A. Yes you can. All your UK property interests are treated as one property business. So the net income from your own properties is amalgamated with your share of income and expenses from the jointly held properties, and the total needs to be reported on the property pages of your tax return. The Taxman will not treat jointly held let properties as being a partnership, unless the letting of the property is ancillary to a proper trading business.
Q. I have a holiday cottage that just managed to qualify as furnished holiday lettings as it was let for 70 days in 2010/11. How will it be taxed in 2011/12 and what tax relief will I get for any loss I make on that property?
A. The Government is expected to announce changes to the way profits and losses from furnished holiday lettings are taxed, with effect from 6 April 2011. The proposals include increasing the number of days the property must be let per year from 70 to 140. Unless you manage to let your holiday cottage for the new number of qualifying days (expected to be 140) in 2011/12, it will be taxed just like any other let property. This means any loss you make on the letting can only be carried forward and set against a profit you make from your lettings business in the future.
Q. My company is planning to get a new Freelander car (emissions 185g/km). It will keep the car for three years and then trade it in. What tax allowances will the company get for the cost of the car over those three years?
A. As the vehicle has high emissions the full cost of the car must be allocated to the special rate pool for capital allowances. Currently 10% of the balance of the special rate pool is set against the company's profits for tax purposes each year. However, from April 2012 only 8% of the balance in the special rate pool will be tax allowable. When the car is traded in after three years the trade-in value will be deducted from the balance on the special rate pool. However, if the company makes a loss on the car that loss cannot be deducted from the company's profits for the year.
December Key Tax Dates
19/22 PAYE/NIC and CIS deductions due for month to 5/12/2010
31 Deadline for 2009/10 self assessment online returns to be filed if you are an employee and want tax underpaid to be collected by adjustment to your 2011/12 PAYE code (for underpayments of up to £2000 only).
VAT reclaim deadline for submission of all claims for non EU traders wanting to reclaim VAT in the UK
Much More from Mr P...
As the festive season gets into full swing even us envelopes need a few days off! The opening hours of Mazuma across the festive period are as follows:
Mazuma Milton Keynes will be closed from Wednesday 22nd December and will re-open on Tuesday 4th January 2011.

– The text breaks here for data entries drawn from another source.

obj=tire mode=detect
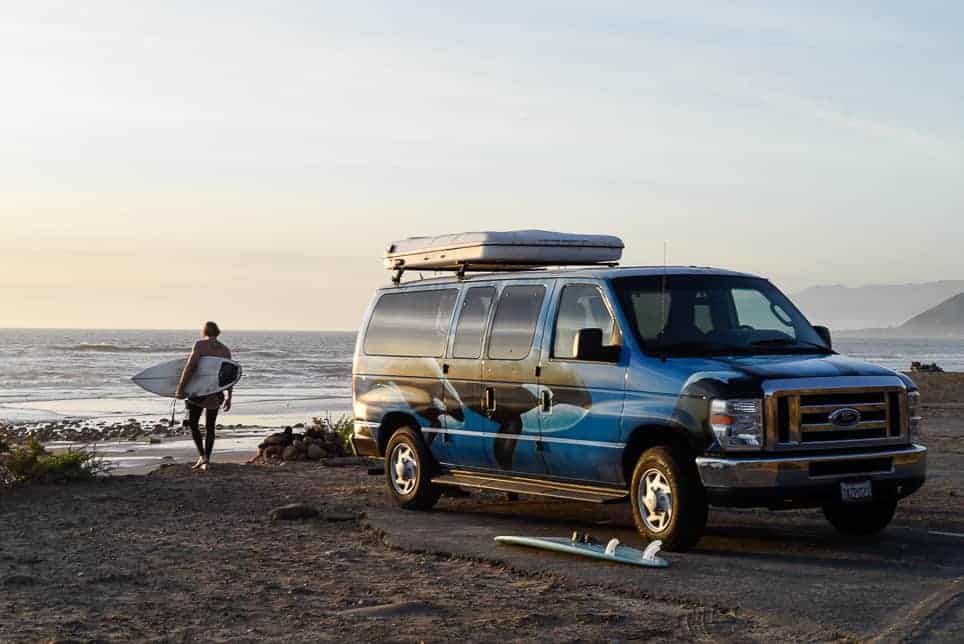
[630,447,708,552]
[823,499,897,537]
[385,427,442,510]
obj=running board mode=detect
[432,470,629,503]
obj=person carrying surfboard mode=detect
[174,322,234,471]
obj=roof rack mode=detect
[385,230,623,284]
[392,262,619,286]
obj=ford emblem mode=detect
[830,407,860,427]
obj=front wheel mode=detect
[823,499,897,537]
[385,427,441,510]
[630,447,708,552]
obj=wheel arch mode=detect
[623,423,696,484]
[377,411,422,457]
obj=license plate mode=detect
[840,481,874,503]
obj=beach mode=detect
[0,329,355,472]
[0,329,964,472]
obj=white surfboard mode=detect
[385,230,623,271]
[131,356,241,398]
[495,536,669,568]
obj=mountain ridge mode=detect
[792,280,964,332]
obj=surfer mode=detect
[174,322,233,470]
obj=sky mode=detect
[0,0,964,330]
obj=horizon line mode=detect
[0,325,358,335]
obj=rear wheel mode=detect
[823,499,897,536]
[385,427,441,510]
[630,447,708,552]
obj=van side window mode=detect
[452,286,495,358]
[365,289,459,358]
[489,284,546,360]
[552,284,615,360]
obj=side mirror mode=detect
[813,326,833,349]
[573,329,619,362]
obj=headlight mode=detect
[710,399,763,451]
[907,391,921,441]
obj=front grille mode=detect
[768,388,906,448]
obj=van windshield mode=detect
[613,275,833,356]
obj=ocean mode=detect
[0,329,355,427]
[0,329,964,427]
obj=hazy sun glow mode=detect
[0,0,964,329]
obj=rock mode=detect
[3,575,37,588]
[270,503,319,521]
[338,601,439,619]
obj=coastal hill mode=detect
[900,293,964,335]
[792,280,964,333]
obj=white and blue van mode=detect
[352,234,926,550]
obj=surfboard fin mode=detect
[643,539,663,561]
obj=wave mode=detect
[55,342,190,354]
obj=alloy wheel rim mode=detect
[391,443,418,496]
[639,468,673,533]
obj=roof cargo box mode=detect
[385,230,623,272]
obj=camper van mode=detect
[351,231,927,551]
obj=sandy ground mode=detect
[0,405,964,642]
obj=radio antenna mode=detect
[659,240,669,336]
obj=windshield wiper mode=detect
[750,338,833,353]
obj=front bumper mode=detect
[696,445,927,507]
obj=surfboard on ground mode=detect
[131,356,241,398]
[495,536,669,568]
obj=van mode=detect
[351,266,927,551]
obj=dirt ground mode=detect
[0,406,964,642]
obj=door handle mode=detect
[482,387,495,414]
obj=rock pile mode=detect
[250,426,348,463]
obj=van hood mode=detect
[679,354,916,396]
[712,355,897,380]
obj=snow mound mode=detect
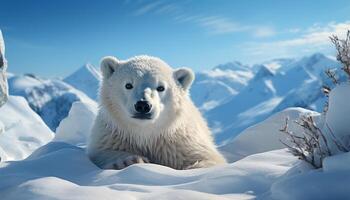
[63,63,102,100]
[271,152,350,200]
[53,102,97,146]
[0,96,54,161]
[0,142,297,200]
[9,74,93,131]
[219,108,320,162]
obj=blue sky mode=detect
[0,0,350,77]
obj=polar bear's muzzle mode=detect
[133,101,152,119]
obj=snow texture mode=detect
[0,96,54,161]
[63,63,102,100]
[220,108,320,162]
[0,142,297,200]
[9,74,93,131]
[53,102,97,146]
[0,30,8,108]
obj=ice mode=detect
[0,96,54,161]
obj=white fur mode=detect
[87,56,225,169]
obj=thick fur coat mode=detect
[87,56,225,169]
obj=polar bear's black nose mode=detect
[135,101,152,114]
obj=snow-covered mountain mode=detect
[205,53,339,144]
[4,53,339,144]
[8,75,93,131]
[191,62,254,111]
[63,63,102,100]
[0,96,54,161]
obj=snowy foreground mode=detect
[0,97,350,200]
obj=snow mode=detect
[0,50,350,200]
[204,53,344,145]
[0,142,297,200]
[0,96,54,161]
[191,62,254,112]
[63,63,102,100]
[0,30,8,107]
[219,108,320,162]
[53,102,97,146]
[326,82,350,140]
[8,74,93,131]
[271,153,350,200]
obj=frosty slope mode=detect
[0,27,350,199]
[0,100,350,199]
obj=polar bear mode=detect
[87,56,226,169]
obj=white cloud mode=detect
[252,26,276,38]
[243,22,350,58]
[196,16,250,34]
[134,1,163,16]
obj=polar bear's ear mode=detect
[174,68,194,90]
[101,56,119,78]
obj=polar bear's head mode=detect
[100,56,194,127]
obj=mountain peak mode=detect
[63,63,102,100]
[253,65,275,81]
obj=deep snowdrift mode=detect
[9,75,93,131]
[219,108,320,162]
[0,142,297,200]
[0,96,54,161]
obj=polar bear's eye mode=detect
[157,86,165,92]
[125,83,134,90]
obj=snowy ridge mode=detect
[8,75,92,131]
[0,96,54,161]
[205,53,339,144]
[63,63,102,100]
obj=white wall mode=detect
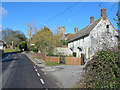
[68,36,91,58]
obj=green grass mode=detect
[44,62,63,66]
[4,48,21,53]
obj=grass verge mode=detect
[4,48,21,53]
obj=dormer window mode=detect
[77,46,83,51]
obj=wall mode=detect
[65,57,81,65]
[30,52,46,60]
[68,36,91,58]
[30,52,81,65]
[45,56,60,63]
[90,19,118,55]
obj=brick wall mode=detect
[30,52,81,65]
[65,57,81,65]
[45,56,60,63]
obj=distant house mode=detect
[68,7,118,58]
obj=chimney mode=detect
[74,27,78,33]
[101,7,107,20]
[90,16,94,23]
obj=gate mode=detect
[60,56,65,64]
[81,53,85,65]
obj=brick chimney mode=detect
[74,27,78,33]
[101,7,107,20]
[90,16,94,23]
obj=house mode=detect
[68,7,118,58]
[57,26,78,40]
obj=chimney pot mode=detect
[74,27,78,33]
[90,16,94,23]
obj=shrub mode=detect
[73,52,76,57]
[85,50,120,88]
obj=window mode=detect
[106,25,109,29]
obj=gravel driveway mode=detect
[41,65,84,88]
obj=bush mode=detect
[73,52,76,57]
[85,50,120,88]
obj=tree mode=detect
[26,22,37,46]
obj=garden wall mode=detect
[30,52,81,65]
[30,52,46,60]
[65,57,81,65]
[45,56,60,63]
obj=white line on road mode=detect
[40,79,44,84]
[37,73,40,76]
[35,69,37,72]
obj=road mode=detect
[2,53,57,88]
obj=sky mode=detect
[0,2,118,35]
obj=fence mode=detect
[31,53,81,65]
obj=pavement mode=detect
[0,53,58,89]
[27,54,89,88]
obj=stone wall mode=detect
[45,56,60,63]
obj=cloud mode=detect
[68,18,72,22]
[0,25,2,30]
[0,7,8,17]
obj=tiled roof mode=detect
[68,18,101,42]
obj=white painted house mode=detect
[68,7,118,58]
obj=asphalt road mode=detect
[2,53,57,88]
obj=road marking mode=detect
[2,54,10,62]
[37,73,40,76]
[35,69,37,72]
[40,79,44,84]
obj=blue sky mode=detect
[2,2,118,37]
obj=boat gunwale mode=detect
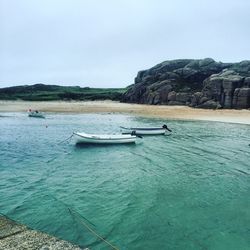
[74,132,136,141]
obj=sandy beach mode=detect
[0,101,250,124]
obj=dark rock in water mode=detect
[122,58,250,108]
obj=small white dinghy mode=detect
[121,124,172,135]
[73,132,136,144]
[28,109,45,118]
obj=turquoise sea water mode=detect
[0,113,250,249]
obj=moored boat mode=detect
[28,110,45,118]
[120,124,172,135]
[73,132,136,144]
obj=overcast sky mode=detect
[0,0,250,87]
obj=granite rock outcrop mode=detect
[122,58,250,109]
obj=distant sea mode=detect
[0,113,250,250]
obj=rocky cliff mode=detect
[122,58,250,109]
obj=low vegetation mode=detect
[0,84,126,101]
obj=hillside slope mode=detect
[122,58,250,108]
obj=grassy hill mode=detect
[0,84,126,101]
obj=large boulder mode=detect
[122,58,250,108]
[233,88,250,109]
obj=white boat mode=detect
[28,110,45,118]
[73,132,136,144]
[121,124,172,135]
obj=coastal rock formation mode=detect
[122,58,250,108]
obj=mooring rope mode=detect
[68,208,119,250]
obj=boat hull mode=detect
[74,133,136,144]
[29,114,45,118]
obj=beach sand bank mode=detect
[0,101,250,124]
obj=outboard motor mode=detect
[162,124,172,132]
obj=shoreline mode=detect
[0,100,250,125]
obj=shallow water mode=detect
[0,113,250,249]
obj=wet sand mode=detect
[0,101,250,124]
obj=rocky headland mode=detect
[122,58,250,109]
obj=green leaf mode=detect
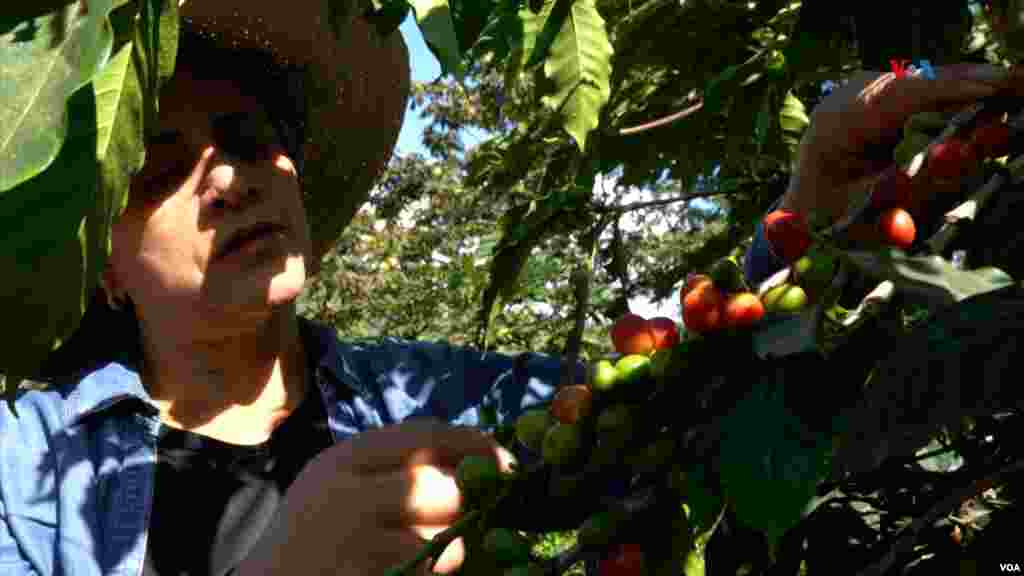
[753,306,819,359]
[502,1,552,89]
[720,379,831,543]
[523,0,575,69]
[754,89,775,149]
[360,0,412,38]
[833,284,1024,478]
[413,0,465,82]
[0,0,127,193]
[703,64,746,115]
[778,91,811,164]
[843,250,1014,310]
[0,0,177,398]
[543,0,612,151]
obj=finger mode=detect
[368,527,466,576]
[338,419,504,476]
[857,65,1008,141]
[413,526,466,574]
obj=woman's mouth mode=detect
[217,222,287,259]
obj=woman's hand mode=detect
[780,65,1024,221]
[239,420,513,576]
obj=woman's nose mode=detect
[207,161,262,210]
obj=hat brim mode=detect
[179,0,411,275]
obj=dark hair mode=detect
[177,18,306,176]
[32,18,306,385]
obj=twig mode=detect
[618,99,703,136]
[387,510,480,576]
[596,191,732,213]
[858,453,1024,576]
[927,151,1024,252]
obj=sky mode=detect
[396,10,441,156]
[395,16,682,322]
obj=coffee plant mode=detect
[0,0,1024,576]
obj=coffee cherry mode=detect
[879,208,918,250]
[762,210,811,264]
[928,136,977,180]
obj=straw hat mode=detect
[178,0,410,274]
[37,0,410,380]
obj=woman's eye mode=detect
[131,131,197,202]
[213,113,282,162]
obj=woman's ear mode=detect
[99,262,124,311]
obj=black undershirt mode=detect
[142,377,333,576]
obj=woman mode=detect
[0,0,1019,576]
[0,0,559,576]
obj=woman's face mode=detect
[104,64,311,338]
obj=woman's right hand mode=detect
[239,420,513,576]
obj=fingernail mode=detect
[498,446,519,471]
[966,64,1010,82]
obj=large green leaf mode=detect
[0,0,177,398]
[522,0,575,69]
[844,250,1014,310]
[833,285,1024,478]
[412,0,464,82]
[0,0,127,193]
[719,378,831,541]
[778,91,811,165]
[543,0,612,151]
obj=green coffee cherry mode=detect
[483,528,531,566]
[591,360,618,392]
[541,422,583,466]
[515,408,555,452]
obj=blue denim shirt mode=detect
[0,320,569,576]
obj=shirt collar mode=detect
[65,317,367,425]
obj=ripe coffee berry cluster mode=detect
[679,262,765,334]
[515,314,679,466]
[870,111,1010,249]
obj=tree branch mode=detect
[618,99,703,136]
[595,191,729,213]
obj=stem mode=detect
[618,100,703,136]
[858,459,1024,576]
[387,510,480,576]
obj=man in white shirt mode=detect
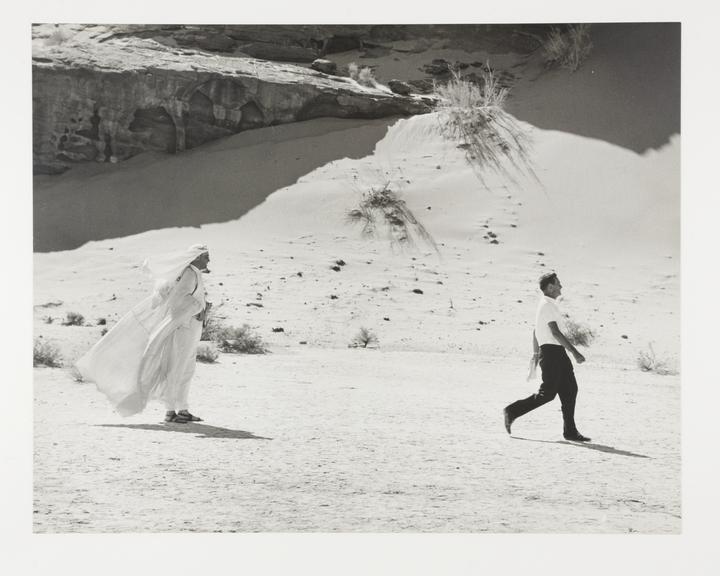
[504,272,590,442]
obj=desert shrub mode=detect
[347,181,437,250]
[69,366,85,383]
[348,326,378,348]
[435,65,535,181]
[637,344,675,376]
[348,62,377,88]
[542,24,593,72]
[33,338,62,368]
[213,324,268,354]
[45,25,70,46]
[563,316,595,347]
[195,344,219,364]
[63,312,85,326]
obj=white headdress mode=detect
[142,244,208,305]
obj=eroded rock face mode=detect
[33,31,432,173]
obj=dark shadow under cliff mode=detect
[33,118,396,252]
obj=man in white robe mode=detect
[77,245,211,424]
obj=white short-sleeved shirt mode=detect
[535,294,562,346]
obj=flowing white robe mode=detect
[76,266,205,416]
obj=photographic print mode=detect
[30,22,683,537]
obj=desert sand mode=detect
[33,22,682,534]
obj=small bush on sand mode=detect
[542,24,593,72]
[563,316,595,347]
[200,316,224,342]
[348,62,377,88]
[195,344,219,364]
[347,181,437,250]
[214,324,267,354]
[348,327,378,348]
[435,65,535,182]
[63,312,85,326]
[637,344,675,376]
[33,338,62,368]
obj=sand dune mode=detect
[35,107,680,532]
[33,23,681,533]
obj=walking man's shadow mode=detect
[97,422,272,440]
[512,436,650,458]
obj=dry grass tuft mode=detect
[347,180,437,251]
[637,344,676,376]
[542,24,593,72]
[348,62,377,88]
[33,338,62,368]
[348,326,378,348]
[45,24,71,46]
[435,65,535,183]
[63,312,85,326]
[195,344,219,364]
[563,316,595,347]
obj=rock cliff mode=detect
[33,25,432,173]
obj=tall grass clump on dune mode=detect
[542,24,593,72]
[347,181,437,250]
[435,66,535,181]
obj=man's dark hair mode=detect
[538,272,557,292]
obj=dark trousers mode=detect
[506,344,577,435]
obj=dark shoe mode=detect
[503,408,515,434]
[178,410,202,422]
[563,432,590,442]
[165,410,189,424]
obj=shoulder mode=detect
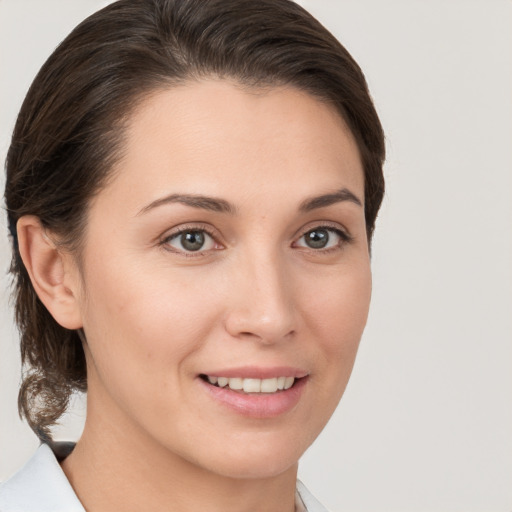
[0,444,85,512]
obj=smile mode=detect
[202,375,296,393]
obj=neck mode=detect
[62,392,297,512]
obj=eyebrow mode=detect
[299,188,363,212]
[137,188,362,216]
[137,194,236,215]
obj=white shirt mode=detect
[0,443,328,512]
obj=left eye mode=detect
[297,227,344,249]
[166,229,215,252]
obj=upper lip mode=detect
[201,366,309,379]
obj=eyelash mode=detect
[159,224,353,258]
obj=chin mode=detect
[194,437,307,479]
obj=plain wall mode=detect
[0,0,512,512]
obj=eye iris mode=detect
[305,229,329,249]
[181,231,204,251]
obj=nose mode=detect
[225,249,297,344]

Mazuma North London will be closed from Wednesday 22nd December and will re-open on Tuesday 4th January 2011.
Mazuma Woking will be closed from Friday 24th December and will re-open on Tuesday 4th January 2011.
Mazuma Preston will be closed on 27th and 28th December and Monday 3rd January 2011.
Mazuma Cardiff North will be closed from Friday 24th December and will re-open on Tuesday 4th January 2011.
Mazuma Cardiff South & The Vale will be closed from Thursday 23rd December at 5pm and will reopen on Wednesday 5th January 2011.
Mazuma Hub will close at 4pm on Friday 24th December and will re-open at 8.30am on Tuesday 4th January.
The information contained in this newsletter is of a general nature and no assurance of accuracy can be given. It is not a substitute for specific professional advice in your own circumstances. No action should be taken without consulting the detailed legislation or seeking professional advice. Therefore no responsibility for loss occasioned by any person acting or refraining from action as a consequence of the material can be accepted by the authors or the firm.